Farther east saw the incorporation of perhaps the most private usage of the entire facility, one that warranted its own separate sub-form within the overall Building complex: the cylindrical guest/studio facility. It featured its own parking, east viewing, and a uniquely comfortable, “home away from home.”
Returning to the main entrance process, and now turning to the right (west), and down the secluded corridor reveals the ultra-private realm of the sleeping, bathing, and dressing area. Two secondary bedrooms—with their separate dressing and shared bath—are accessed along the left wall, while beyond becomes the access to the master suite.
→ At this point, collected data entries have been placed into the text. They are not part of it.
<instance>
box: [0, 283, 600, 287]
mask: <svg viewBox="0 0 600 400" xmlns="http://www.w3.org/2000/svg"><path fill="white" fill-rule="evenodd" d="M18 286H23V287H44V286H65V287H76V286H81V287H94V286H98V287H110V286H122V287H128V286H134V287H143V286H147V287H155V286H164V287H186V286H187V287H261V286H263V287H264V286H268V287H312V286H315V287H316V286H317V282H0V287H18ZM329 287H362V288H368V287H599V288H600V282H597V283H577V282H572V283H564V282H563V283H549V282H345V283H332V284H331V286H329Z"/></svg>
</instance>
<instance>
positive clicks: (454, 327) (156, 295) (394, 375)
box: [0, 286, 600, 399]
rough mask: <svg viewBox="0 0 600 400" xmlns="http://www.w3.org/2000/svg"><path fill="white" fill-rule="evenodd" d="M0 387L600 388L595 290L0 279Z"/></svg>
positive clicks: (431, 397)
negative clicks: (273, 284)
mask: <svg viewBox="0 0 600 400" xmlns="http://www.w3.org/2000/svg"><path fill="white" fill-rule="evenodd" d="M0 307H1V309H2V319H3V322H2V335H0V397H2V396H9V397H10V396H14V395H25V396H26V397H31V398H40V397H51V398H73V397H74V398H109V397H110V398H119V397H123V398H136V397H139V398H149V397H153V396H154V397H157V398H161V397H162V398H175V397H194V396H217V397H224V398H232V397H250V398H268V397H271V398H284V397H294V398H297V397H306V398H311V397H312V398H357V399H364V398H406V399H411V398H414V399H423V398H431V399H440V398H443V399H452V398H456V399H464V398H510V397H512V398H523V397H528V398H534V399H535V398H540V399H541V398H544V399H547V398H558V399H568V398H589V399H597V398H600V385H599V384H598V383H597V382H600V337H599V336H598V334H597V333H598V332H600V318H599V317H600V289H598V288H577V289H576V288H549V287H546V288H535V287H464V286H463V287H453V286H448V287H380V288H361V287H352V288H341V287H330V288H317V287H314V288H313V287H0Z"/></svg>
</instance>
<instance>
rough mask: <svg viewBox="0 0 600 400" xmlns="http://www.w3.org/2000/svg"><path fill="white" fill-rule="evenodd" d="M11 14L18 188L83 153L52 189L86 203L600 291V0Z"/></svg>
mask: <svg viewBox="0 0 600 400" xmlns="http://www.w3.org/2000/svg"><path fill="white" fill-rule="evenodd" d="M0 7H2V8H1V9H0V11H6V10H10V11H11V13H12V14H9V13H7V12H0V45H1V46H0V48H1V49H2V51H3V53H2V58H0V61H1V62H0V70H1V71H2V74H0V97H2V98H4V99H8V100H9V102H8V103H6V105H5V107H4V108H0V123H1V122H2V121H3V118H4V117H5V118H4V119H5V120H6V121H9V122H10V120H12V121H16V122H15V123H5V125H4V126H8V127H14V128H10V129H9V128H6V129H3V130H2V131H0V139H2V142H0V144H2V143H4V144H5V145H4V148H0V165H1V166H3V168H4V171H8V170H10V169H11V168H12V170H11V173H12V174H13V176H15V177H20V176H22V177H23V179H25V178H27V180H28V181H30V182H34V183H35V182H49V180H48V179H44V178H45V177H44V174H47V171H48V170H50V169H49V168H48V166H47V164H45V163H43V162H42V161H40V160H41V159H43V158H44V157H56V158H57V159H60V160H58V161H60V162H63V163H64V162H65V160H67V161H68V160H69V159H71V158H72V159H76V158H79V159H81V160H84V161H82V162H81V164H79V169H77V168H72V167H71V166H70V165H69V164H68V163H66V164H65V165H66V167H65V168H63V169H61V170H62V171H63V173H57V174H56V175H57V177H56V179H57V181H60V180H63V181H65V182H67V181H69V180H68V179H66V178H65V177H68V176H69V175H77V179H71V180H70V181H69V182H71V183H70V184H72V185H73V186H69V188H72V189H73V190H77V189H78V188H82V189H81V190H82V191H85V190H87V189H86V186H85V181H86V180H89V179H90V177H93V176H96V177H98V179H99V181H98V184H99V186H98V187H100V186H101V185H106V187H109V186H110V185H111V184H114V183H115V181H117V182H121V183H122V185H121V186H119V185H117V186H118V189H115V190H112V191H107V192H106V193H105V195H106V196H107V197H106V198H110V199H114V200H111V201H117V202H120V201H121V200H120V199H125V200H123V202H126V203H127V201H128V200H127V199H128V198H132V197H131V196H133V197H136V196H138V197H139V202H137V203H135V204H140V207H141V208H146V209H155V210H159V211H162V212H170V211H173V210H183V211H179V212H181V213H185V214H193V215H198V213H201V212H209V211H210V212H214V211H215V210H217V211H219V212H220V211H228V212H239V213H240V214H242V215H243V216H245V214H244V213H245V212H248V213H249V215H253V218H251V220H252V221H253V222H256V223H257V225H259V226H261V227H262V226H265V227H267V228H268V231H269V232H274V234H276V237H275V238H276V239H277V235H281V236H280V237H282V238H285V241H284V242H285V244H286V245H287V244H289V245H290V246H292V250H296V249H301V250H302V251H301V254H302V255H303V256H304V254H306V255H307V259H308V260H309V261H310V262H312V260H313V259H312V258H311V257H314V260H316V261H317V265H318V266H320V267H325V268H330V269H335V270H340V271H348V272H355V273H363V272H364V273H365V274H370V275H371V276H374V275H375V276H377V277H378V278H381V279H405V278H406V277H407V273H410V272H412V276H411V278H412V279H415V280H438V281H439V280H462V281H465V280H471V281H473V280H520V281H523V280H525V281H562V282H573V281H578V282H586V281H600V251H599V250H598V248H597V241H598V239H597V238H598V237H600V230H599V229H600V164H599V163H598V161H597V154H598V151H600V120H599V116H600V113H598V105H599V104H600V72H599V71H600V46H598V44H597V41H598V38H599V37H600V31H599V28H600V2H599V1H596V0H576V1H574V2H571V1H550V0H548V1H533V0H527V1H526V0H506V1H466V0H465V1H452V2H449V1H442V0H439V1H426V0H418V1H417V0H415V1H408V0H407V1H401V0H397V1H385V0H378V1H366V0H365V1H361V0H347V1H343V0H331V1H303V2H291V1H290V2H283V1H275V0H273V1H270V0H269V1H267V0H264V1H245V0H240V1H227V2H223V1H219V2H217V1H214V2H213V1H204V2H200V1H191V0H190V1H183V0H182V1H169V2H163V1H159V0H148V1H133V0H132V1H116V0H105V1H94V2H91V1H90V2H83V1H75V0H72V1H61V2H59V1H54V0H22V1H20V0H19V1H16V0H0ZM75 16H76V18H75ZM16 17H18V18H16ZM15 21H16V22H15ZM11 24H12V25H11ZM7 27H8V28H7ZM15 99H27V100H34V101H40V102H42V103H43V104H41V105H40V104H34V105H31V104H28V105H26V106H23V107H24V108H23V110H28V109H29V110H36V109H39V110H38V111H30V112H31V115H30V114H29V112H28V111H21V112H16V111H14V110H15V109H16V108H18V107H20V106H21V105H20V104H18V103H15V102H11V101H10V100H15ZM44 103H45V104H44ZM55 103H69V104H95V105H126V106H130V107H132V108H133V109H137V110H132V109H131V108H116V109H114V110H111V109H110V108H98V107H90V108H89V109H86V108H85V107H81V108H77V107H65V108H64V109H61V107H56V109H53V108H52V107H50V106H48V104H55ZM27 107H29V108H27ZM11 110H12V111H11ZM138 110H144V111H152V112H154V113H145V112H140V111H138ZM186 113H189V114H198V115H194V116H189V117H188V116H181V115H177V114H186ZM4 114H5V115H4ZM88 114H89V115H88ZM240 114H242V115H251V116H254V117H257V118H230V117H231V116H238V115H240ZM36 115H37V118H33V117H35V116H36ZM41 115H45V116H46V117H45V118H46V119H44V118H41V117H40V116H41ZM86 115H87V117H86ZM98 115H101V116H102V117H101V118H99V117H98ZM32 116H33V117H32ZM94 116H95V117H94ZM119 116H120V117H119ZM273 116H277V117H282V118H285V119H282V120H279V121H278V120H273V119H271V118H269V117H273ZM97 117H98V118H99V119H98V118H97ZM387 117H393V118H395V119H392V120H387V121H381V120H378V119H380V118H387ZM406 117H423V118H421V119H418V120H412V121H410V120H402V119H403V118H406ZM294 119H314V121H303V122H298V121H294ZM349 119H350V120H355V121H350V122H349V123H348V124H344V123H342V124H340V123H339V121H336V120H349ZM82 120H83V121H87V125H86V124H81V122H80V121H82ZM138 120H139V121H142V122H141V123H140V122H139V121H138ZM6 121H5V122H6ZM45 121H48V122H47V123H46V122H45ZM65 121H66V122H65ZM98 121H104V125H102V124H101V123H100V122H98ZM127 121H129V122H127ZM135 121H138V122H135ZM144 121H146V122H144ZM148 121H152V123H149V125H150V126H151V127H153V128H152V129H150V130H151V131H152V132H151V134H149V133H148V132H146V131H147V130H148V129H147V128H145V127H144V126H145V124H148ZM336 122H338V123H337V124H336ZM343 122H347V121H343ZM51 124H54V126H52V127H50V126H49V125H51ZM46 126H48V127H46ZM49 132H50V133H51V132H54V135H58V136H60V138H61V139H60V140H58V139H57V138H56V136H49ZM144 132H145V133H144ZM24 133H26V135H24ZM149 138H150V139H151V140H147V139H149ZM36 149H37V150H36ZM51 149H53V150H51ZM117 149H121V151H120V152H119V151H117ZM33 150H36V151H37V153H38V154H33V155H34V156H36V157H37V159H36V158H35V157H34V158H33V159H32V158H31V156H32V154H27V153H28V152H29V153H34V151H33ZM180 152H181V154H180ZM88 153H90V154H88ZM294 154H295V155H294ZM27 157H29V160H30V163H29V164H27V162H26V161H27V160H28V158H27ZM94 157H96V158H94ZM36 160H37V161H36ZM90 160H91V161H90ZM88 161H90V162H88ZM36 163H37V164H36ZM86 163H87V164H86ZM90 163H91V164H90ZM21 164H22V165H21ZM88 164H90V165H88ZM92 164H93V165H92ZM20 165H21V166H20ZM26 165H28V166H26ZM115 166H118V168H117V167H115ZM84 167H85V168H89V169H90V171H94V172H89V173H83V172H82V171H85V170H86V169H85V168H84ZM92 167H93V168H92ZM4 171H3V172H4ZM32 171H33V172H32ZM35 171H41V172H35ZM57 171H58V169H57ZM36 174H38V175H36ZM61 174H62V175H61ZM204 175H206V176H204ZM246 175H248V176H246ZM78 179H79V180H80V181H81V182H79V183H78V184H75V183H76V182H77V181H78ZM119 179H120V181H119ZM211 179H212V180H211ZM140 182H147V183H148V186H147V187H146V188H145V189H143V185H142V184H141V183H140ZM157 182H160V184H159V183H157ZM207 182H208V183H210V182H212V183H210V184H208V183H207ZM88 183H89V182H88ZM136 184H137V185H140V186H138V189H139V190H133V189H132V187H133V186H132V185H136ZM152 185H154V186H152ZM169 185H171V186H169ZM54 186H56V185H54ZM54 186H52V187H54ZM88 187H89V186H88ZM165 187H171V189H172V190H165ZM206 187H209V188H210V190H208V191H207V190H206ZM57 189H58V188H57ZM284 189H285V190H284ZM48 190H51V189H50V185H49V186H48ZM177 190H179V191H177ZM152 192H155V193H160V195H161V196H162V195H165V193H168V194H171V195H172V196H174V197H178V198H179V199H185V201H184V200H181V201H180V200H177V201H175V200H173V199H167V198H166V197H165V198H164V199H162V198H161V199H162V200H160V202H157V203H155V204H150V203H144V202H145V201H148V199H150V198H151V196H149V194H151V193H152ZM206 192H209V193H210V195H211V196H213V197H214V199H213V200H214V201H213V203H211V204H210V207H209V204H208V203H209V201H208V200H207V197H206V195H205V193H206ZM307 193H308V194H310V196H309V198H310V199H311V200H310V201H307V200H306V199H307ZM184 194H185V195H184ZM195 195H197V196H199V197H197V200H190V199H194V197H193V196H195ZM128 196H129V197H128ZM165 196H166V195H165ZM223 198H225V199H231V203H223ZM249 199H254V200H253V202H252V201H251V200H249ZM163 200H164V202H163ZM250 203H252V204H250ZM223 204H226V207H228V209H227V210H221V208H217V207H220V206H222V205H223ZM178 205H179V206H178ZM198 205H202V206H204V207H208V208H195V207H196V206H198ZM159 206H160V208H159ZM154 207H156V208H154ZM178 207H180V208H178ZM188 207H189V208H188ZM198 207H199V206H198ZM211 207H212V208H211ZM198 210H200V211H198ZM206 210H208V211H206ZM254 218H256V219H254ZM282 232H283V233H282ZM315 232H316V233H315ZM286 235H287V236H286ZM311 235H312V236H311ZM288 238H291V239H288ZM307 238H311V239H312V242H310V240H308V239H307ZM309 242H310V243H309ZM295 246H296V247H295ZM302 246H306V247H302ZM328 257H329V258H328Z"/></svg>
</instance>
Its elegant, generous, and carefully appointed sleeping, bathing, and dressing accommodations, with an oversize skylight (and shuttered daylight control), another atrium, views into the west garden, and warm cypress paneling graciously finalize the end of each day.
Vehicular access—the very beginning of the entrance experience, and the means by which all interested parties arrive to, and depart from, the premises—was handled with the same degree of attention as elsewhere in the building’s overall design. Beginning at the west edge of the property (the “front”) at Micheltorena St., vehicles and pedestrians alike enter the drive/walkway and gently rise to the hilltop where generous parking is provided, immediately adjacent to the building’s main entrance. Here, a warm and welcoming low-ceilinged, landscaped and richly paneled introduction to the building’s interior realm is offered.
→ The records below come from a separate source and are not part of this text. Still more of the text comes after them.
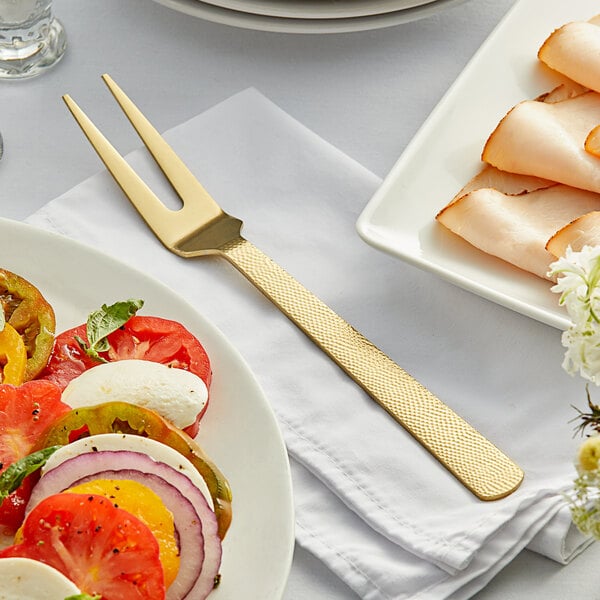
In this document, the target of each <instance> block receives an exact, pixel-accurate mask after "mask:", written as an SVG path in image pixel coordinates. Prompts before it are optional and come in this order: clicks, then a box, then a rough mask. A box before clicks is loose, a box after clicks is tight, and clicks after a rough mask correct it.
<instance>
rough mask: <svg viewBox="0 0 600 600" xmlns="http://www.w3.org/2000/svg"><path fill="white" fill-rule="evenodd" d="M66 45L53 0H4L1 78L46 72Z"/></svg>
mask: <svg viewBox="0 0 600 600" xmlns="http://www.w3.org/2000/svg"><path fill="white" fill-rule="evenodd" d="M66 46H67V38H66V35H65V31H64V29H63V26H62V25H61V24H60V22H59V21H58V20H57V19H55V18H54V16H53V14H52V0H0V79H18V78H23V77H33V76H34V75H39V74H40V73H43V72H44V71H45V70H46V69H48V68H49V67H51V66H53V65H54V64H56V63H57V62H58V61H59V60H60V59H61V58H62V56H63V54H64V51H65V48H66Z"/></svg>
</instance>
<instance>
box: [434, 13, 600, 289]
mask: <svg viewBox="0 0 600 600" xmlns="http://www.w3.org/2000/svg"><path fill="white" fill-rule="evenodd" d="M582 32H584V33H582ZM598 57H600V15H599V16H597V17H594V18H593V19H591V20H590V21H588V22H584V23H569V24H567V25H566V26H565V27H562V28H560V29H558V30H556V31H555V32H553V33H552V34H551V35H550V37H549V38H548V39H547V40H546V41H545V42H544V44H543V45H542V47H541V48H540V51H539V53H538V58H539V59H540V60H541V61H543V62H544V63H546V64H547V65H548V66H549V67H551V68H552V69H554V70H556V71H559V72H560V73H562V74H563V75H565V76H567V77H571V78H572V79H566V80H565V82H564V83H563V84H561V85H559V86H558V87H557V88H555V89H554V90H551V91H550V92H548V93H546V94H543V95H541V96H540V97H538V98H537V99H535V100H524V101H523V102H520V103H519V104H517V105H516V106H514V107H513V108H512V109H511V110H509V111H508V113H507V114H506V115H505V117H504V118H503V119H502V120H501V121H500V123H499V124H498V125H497V127H496V128H495V129H494V131H493V132H492V133H491V135H490V136H489V138H488V140H487V142H486V144H485V146H484V148H483V150H482V154H481V159H482V160H483V162H484V167H483V168H482V170H481V172H480V173H479V174H478V175H477V176H476V177H474V178H473V179H472V180H471V181H470V182H469V183H468V184H467V185H465V187H464V188H463V189H462V190H460V192H459V193H458V194H457V195H456V196H455V197H454V198H453V199H452V200H451V201H450V203H449V204H448V205H447V206H446V207H444V208H443V209H442V210H441V211H440V212H439V213H438V214H437V215H436V219H437V221H438V222H439V223H441V224H442V225H444V226H445V227H446V228H447V229H449V230H450V231H452V232H453V233H455V234H457V235H459V236H461V237H462V238H463V239H465V240H466V241H467V242H469V243H470V244H472V245H473V246H475V247H477V248H479V249H480V250H482V251H484V252H486V253H488V254H491V255H494V256H496V257H499V258H501V259H503V260H505V261H507V262H509V263H511V264H513V265H515V266H517V267H519V268H521V269H524V270H526V271H529V272H531V273H534V274H535V275H537V276H539V277H543V278H545V277H548V276H547V273H548V270H549V266H550V264H551V263H552V262H554V261H555V260H556V258H557V257H559V256H561V255H562V254H563V253H564V251H565V250H566V248H567V246H569V245H570V246H571V247H572V248H574V249H580V248H581V247H582V246H583V245H584V243H585V244H593V245H597V244H600V60H599V59H598ZM594 72H595V73H594ZM594 90H598V91H594Z"/></svg>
The entrance process does no tend here; in fact, it continues east as it now exits the premises, gently downhill, looping around the cylindrical guest/studio on its cantilevered, prestressed (4” thick) concrete rampway, beside its cantilevered, prestressed concrete tennis court, and under its ivied “tunnel” to exit onto Redcliff St.at the property’s east, “rear” edge.
John’s “design process”—the methodology by which he proceeded from a project’s very inception to its final resolution—was all his own. Drawing upon his nature-based background, his many years in association with the “organic” architecture of Frank Lloyd Wright, and his inherent focus as a relaxed, right-brain “kind of guy,” it was almost guaranteed to achieve the unique quality that became his signature “style.” It brought to his clients a welcome relief from the confused, mundane, artificial, and under-inspired architectural mediocrity that generally prevailed in his day (as it does today) and explained his ever-expanding popularity up to his final days.
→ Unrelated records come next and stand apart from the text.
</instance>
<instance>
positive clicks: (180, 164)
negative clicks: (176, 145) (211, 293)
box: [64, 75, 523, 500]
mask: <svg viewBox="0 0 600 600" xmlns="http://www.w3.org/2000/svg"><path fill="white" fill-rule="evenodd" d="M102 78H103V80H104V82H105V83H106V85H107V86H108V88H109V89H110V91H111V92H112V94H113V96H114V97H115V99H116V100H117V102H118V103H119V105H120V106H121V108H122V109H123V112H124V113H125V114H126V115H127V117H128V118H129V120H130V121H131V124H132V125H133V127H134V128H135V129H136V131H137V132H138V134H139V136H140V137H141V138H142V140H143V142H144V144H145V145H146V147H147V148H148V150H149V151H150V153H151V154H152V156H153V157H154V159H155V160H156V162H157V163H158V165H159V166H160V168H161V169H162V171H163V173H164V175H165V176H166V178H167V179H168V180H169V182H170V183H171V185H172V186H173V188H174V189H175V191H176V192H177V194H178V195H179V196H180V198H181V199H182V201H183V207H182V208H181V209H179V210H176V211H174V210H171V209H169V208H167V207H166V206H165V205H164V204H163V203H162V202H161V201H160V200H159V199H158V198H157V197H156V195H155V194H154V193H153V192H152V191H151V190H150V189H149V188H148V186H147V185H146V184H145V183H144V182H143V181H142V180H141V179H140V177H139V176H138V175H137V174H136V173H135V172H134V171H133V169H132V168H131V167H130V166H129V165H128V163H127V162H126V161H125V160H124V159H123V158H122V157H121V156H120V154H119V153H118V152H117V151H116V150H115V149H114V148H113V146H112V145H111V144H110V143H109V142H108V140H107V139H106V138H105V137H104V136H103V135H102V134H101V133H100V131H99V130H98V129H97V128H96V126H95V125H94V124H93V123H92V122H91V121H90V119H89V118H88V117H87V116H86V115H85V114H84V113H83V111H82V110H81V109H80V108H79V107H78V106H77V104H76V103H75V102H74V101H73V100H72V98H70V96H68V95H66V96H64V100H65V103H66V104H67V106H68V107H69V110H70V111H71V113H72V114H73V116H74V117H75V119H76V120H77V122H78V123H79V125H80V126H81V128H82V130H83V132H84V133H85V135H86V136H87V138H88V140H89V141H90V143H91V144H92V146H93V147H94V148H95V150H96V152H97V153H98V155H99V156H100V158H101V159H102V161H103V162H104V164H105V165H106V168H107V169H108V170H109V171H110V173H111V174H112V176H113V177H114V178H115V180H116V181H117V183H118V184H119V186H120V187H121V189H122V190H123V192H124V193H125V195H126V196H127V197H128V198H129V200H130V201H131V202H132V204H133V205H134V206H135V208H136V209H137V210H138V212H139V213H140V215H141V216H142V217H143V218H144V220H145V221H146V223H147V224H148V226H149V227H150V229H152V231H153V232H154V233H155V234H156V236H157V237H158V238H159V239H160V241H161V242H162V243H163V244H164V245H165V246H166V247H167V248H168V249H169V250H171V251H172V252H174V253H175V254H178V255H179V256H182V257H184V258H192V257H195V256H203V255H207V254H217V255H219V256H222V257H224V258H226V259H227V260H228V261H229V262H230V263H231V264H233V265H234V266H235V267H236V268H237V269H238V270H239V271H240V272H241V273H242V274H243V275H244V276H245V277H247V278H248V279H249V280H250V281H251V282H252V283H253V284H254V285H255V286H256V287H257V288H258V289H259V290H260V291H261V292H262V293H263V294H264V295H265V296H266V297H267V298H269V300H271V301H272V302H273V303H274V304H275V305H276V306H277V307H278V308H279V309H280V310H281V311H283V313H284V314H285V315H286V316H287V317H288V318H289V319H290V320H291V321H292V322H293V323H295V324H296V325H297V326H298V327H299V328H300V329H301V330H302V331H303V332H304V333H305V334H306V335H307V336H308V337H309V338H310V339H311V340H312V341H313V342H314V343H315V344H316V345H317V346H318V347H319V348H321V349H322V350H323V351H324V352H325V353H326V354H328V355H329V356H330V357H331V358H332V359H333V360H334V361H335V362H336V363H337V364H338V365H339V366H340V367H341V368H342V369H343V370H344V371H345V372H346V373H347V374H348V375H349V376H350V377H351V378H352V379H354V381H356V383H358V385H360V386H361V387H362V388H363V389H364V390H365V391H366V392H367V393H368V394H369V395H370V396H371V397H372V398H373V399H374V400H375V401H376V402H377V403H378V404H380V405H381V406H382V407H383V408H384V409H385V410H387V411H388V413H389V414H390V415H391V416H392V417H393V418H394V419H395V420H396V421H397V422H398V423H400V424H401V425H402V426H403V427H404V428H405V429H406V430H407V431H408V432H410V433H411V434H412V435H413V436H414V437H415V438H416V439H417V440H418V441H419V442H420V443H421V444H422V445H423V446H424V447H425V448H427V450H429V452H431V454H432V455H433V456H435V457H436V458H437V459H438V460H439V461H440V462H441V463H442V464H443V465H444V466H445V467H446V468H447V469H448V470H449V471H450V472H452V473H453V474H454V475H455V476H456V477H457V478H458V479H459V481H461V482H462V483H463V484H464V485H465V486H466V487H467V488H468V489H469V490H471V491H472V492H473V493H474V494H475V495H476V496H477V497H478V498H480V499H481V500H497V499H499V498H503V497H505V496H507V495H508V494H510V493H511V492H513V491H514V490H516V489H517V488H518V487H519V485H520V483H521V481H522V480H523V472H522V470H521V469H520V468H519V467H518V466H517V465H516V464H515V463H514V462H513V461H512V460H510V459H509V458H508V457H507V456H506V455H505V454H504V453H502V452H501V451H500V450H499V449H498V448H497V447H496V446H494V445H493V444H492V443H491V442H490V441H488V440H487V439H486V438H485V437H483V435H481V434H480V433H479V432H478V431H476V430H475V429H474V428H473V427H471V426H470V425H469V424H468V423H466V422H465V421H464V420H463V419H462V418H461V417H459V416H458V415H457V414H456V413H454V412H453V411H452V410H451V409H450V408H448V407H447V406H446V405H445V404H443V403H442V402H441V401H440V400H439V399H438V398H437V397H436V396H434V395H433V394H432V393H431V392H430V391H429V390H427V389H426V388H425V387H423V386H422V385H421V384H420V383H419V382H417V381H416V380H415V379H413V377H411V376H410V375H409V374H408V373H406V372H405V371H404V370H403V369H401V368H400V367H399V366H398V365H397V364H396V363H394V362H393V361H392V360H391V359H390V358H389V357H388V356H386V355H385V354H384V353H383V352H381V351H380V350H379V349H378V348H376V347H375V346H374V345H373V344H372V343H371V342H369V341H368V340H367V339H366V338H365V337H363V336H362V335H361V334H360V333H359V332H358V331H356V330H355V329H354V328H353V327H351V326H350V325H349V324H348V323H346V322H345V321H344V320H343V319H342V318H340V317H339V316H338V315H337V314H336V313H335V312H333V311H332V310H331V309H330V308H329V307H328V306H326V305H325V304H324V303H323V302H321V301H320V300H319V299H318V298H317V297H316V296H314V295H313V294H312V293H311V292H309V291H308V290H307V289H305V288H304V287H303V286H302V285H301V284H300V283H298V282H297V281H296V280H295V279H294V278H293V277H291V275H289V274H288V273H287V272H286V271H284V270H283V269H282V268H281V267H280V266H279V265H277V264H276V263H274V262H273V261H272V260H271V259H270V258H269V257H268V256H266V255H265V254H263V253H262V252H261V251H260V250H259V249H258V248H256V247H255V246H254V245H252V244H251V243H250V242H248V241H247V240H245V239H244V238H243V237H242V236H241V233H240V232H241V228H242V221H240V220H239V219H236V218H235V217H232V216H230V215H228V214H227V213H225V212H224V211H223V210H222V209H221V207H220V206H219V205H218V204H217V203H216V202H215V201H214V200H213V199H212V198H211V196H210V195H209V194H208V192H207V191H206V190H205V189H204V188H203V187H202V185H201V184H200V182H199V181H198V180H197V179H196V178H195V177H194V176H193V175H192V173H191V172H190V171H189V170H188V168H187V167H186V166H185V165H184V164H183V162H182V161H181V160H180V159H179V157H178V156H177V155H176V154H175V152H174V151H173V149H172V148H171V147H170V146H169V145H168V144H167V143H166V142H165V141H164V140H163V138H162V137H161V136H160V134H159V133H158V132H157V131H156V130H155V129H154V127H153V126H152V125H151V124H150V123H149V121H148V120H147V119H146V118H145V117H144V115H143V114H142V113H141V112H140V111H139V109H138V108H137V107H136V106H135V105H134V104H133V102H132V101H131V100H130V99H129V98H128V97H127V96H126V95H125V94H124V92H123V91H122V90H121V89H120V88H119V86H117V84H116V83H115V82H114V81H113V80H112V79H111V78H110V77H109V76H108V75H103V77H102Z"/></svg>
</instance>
John’s design skills offered buildings that were honest, rich in character, incorporated a more fully facilitated user process criteria, with a direct connectedness to nature, and a tangible, comprehensible integrity. His work resonated with the user’s humane nature, creating experiences that reached deeply into their soul, with a lasting heritage of unique value. He remained where he began, in Hollywood, for the ensuing thirty-plus years to his final day.
I worked for John between 1957 and 1960 with an assigned, primary focus on his Silvertop project (with a few brief departures toward his noted “Chemosphere” project). I left to pursue my own fledgling dreams, with varying success. He and I remained friends until his passing in 1994, and his influence beats within me to this day. I will never forget him.